Durante il pranzo domenicale post Befana ad Arcore tra i tre leader Silvio Berlusconi, Giorgia Meloni e Matteo Salvini, logico che si sarà discusso molto anche di questo dietrofront del governatore leghista. Al momento, però, non è esclusa nemmeno una candidatura come "semplice" parlamentare tra le fila del Carroccio. Chiusura finale sul Movimento 5 Stelle: "Per me Luigi Di Maio è la Raggi al cubo e credo che se diventasse Premier, il rischio per l'Italia sarebbe di finire come Spelacchio".

I giornalisti sicuramente chiederanno al presidente Maroni, che sarà presente, quali sono i suoi programmi elettorali.

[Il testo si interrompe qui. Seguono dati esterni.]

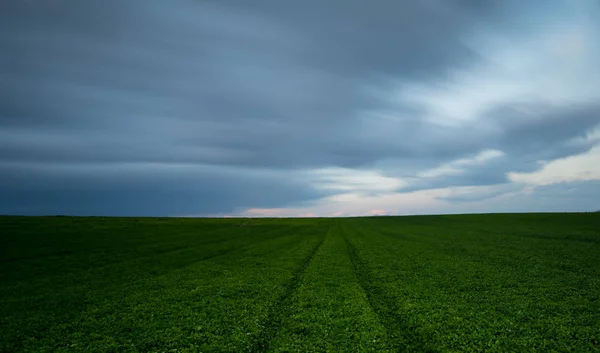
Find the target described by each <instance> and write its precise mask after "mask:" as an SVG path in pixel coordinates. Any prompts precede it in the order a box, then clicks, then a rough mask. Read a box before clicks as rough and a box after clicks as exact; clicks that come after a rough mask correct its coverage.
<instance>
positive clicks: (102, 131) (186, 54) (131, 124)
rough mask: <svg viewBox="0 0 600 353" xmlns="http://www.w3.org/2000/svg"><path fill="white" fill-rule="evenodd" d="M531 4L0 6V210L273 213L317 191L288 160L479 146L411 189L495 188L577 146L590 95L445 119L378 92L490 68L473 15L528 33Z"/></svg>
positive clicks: (296, 203)
mask: <svg viewBox="0 0 600 353" xmlns="http://www.w3.org/2000/svg"><path fill="white" fill-rule="evenodd" d="M552 4H553V5H548V6H546V8H547V9H549V10H548V11H552V9H554V10H556V11H560V6H558V5H557V4H558V3H557V4H554V3H552ZM530 6H531V5H529V4H522V3H521V2H503V3H502V4H500V3H499V2H497V1H459V0H456V1H387V0H384V1H379V2H375V3H367V2H364V1H334V0H332V1H316V0H315V1H303V2H292V3H290V2H281V1H274V0H273V1H269V0H263V1H253V2H251V3H249V2H247V1H236V0H231V1H205V2H202V1H184V0H179V1H168V2H167V1H159V0H145V1H141V0H134V1H127V2H123V1H117V0H108V1H86V2H81V1H75V0H54V1H43V2H42V1H39V2H38V1H20V0H8V1H4V2H2V3H1V4H0V50H1V51H2V53H4V54H3V55H2V56H1V57H0V168H1V169H0V196H2V197H1V198H0V199H1V200H2V201H0V213H23V214H40V213H43V214H47V213H69V214H115V215H178V214H217V213H227V212H232V211H235V210H238V209H243V208H253V207H282V206H288V205H293V204H297V203H302V202H306V201H311V200H316V199H318V198H319V197H323V196H326V195H329V194H330V193H331V191H328V190H323V189H316V188H314V186H313V185H312V184H311V181H310V180H304V179H303V178H299V177H298V170H311V169H317V168H327V167H344V168H370V167H378V168H380V169H382V170H383V172H384V174H386V175H389V176H395V177H412V178H414V177H415V176H416V175H418V174H419V171H420V170H423V169H430V168H435V167H436V166H438V165H441V164H444V163H450V162H451V161H453V160H457V159H461V158H467V157H469V156H473V155H474V154H477V153H478V152H480V151H482V150H485V149H495V150H499V151H502V152H504V153H505V156H504V157H502V158H500V159H496V160H494V161H493V162H491V164H486V165H476V166H472V167H471V168H469V170H468V171H465V172H464V173H462V174H460V175H445V176H439V177H435V178H425V179H421V180H418V181H415V183H413V184H412V186H411V187H410V188H411V189H413V190H418V189H425V188H432V187H444V186H453V185H488V184H497V183H504V182H506V181H507V180H506V177H505V175H506V172H509V171H531V170H534V169H535V168H536V166H537V164H536V161H537V160H540V159H543V160H545V159H553V158H559V157H563V156H567V155H570V154H574V153H580V152H583V151H585V150H587V149H589V148H590V147H591V146H586V145H572V144H568V141H570V140H571V139H573V138H575V137H578V136H583V135H584V134H585V132H586V131H588V130H589V129H591V128H592V127H594V126H595V125H596V124H598V122H599V120H598V116H599V113H600V106H599V105H598V103H596V104H591V103H589V102H584V103H581V102H577V103H573V104H570V105H561V106H559V107H548V106H545V105H543V104H541V103H539V102H537V101H535V100H534V101H532V102H529V101H526V102H525V103H523V102H516V101H515V102H507V103H503V104H502V105H496V106H490V107H489V109H488V111H486V112H484V113H483V114H481V117H480V119H478V120H477V121H475V122H473V123H471V124H467V125H465V124H459V125H449V126H446V125H440V124H436V123H434V122H432V121H431V120H429V119H428V116H427V115H428V107H426V106H423V105H422V104H419V103H415V102H410V101H406V100H401V99H396V98H394V97H393V95H391V94H389V92H393V91H394V90H397V89H398V87H399V86H402V85H403V84H415V83H417V84H421V83H422V84H427V85H436V84H437V82H444V80H447V79H448V77H450V76H451V75H452V73H453V72H456V71H457V70H459V71H460V70H465V69H468V68H469V67H473V66H481V65H484V64H486V63H489V61H490V58H489V57H486V56H485V55H486V53H482V52H481V51H478V50H476V49H477V48H475V47H473V46H472V45H470V44H469V43H470V42H469V40H468V38H471V37H473V35H472V34H473V33H477V31H478V28H481V26H482V24H487V25H488V26H492V27H494V28H497V30H498V31H500V32H501V33H502V31H505V32H507V33H509V32H510V33H511V34H510V35H511V36H514V35H515V34H514V33H513V32H514V31H523V33H522V34H520V33H519V35H523V36H527V35H528V31H529V30H530V29H528V28H527V25H526V23H527V21H523V20H522V19H520V17H519V16H514V15H515V14H520V13H523V12H526V13H530V14H532V15H535V11H538V10H537V8H531V7H530ZM543 14H544V12H543V11H542V15H543ZM542 17H543V16H542ZM511 21H512V22H511ZM515 28H516V29H515ZM596 38H597V37H596ZM540 104H541V105H540ZM524 105H525V106H526V108H527V109H529V111H531V110H534V111H536V112H537V113H536V114H535V116H534V117H533V118H532V117H531V114H529V113H527V114H526V113H523V111H524V109H522V108H523V106H524ZM527 109H525V110H527Z"/></svg>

Forse non tanto per spaccare il partito alleato, ma per preparare il campo a un nome diverso se appena dopo il voto dovesse essere complicato formare un governo per mancanza di numeri. Anche se ai molti che glielo chiedono il Governatore quasi ex ripete: "La mia decisione non è contro nessuno". Con la politica ho una lunga storia d'amore lunga un quarto di secolo ricca di passione. Poi ha sottolineato che "questa decisione non ha nulla a che fare con la politica, l'ho detto a Salvini". Sono assolutamente soddisfatto del lavoro fatto in Regione. "Quindi è chiaro che se sei soddisfatto e ti senti arrivato per quello che hai fatto, evidentemente non puoi fare altro".

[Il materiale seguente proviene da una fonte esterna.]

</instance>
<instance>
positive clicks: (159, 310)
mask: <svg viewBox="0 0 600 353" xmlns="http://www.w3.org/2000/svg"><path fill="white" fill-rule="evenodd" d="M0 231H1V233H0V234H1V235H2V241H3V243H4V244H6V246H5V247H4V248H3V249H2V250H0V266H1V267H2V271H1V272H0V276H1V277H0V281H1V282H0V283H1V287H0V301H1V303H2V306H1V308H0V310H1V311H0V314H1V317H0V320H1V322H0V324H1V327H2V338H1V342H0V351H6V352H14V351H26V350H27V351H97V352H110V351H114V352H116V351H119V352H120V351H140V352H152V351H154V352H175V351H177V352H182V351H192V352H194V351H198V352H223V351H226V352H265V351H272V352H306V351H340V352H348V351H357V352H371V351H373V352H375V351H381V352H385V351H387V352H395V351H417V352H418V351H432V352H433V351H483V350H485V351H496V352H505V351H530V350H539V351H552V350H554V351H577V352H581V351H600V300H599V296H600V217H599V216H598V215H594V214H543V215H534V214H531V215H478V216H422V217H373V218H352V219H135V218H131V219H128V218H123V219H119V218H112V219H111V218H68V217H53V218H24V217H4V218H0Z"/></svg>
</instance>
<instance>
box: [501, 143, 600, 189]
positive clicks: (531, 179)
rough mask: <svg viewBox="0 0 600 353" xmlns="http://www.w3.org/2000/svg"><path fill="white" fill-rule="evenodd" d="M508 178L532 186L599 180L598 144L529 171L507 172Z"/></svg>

Sono le solite esagerazioni per mettere qualcosa in pagina. "Una storia di successo che comunque rimane perché fa parte di me". Attilio Fontana è persona di buon senso: di lui, quando era sindaco di Varese, si ricordano numerosi interventi sui media, ma mai con toni accesi. "Non mi reputo così straordinariamente fondamentale da essere l'unico in grado di vincere" ha aggiunto. All'ipotesi che l'election day complichi le alleanze, Rosato risponde: "Penso che l'elettorato abbia la capacità di distinguere i due piani".

Resta invece ancora un mistero la scelta del Governatore uscente di non ricandidarsi ma essendo una scelta ppersonale noi come giornale la rispettiamo.